December 19, 2025
Zero to hero, literally
Parallelizing ClickHouse aggregation merge for fixed hash map
A tiny math tweak makes billion‑row queries fly—and the comments go wild
TLDR: A new ClickHouse tweak lets threads merge groups in parallel without converting data structures, boosting speed. The community is stunned by a 7x gap from a simple “0 +” trick, sparking debates over footguns, smarter defaults, and why billion‑row queries should never hinge on type quirks.
ClickHouse just hit a plot twist: a developer’s PR to speed up how big groups of data get merged revealed that adding 0 + to a calculation makes a billion‑row query run almost 7× faster. The culprit? Type quirks. One version treated the group key as a small number, trapping merges in a single “drawer,” while the other used a bigger type that unlocked multi‑threaded merging across “buckets.” In plain English: color‑coded bins versus one giant junk drawer. The PR lets threads work on disjoint key sets in place—no conversion, less drama.
Comments exploded. Performance folks called it a footgun: “Why does math trivia decide speed?” Others defended ClickHouse’s low‑level control, arguing the optimizer shouldn’t guess types for users. A middle camp begged for “auto‑promote or warn” so beginners don’t ship the ‘0+’ hack. Then came a spooky memory deallocation failure in CI; meme lords dropped “hash map ghosts” and declared the 0+ Gang. Profilers debated why the flamegraph looked unchanged—CPU time doesn’t show threads overlapping—cue explainers and smug charts. The final vibe: applause for the clever per‑thread merge, side‑eye at defaults, and a loud chorus: make fast the default, or at least shout when you’re choosing the junk drawer
Key Points
- •Two similar ClickHouse queries over 1e9 rows differed greatly in runtime (≈62.8s vs ≈8.55s) due to differing group-by key types.

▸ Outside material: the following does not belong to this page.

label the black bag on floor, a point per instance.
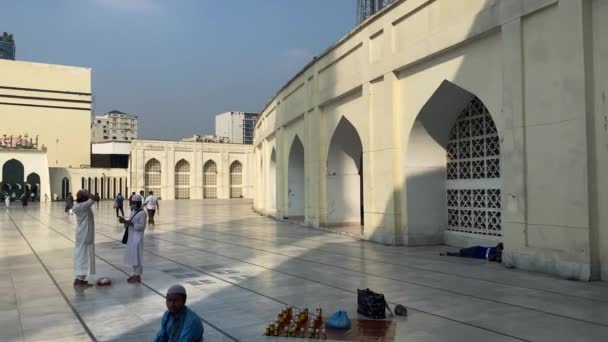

- •Grouping by UInt16 used a fixed hash map (one-dimensional array), hindering parallel merge; wider types used standard/two-level hash tables enabling parallel merge.
- •Initial idea to convert the fixed array to a two-level structure was slow; an in-place parallel merge over disjoint key subsets was proposed and implemented.
- •Range-based key segmentation improved wall-clock time via parallelism but left CPU time and flamegraph profiles largely unchanged.
- •CI uncovered a memory deallocation assertion failure (indicative of corruption) during development, logged on 2025-09-22.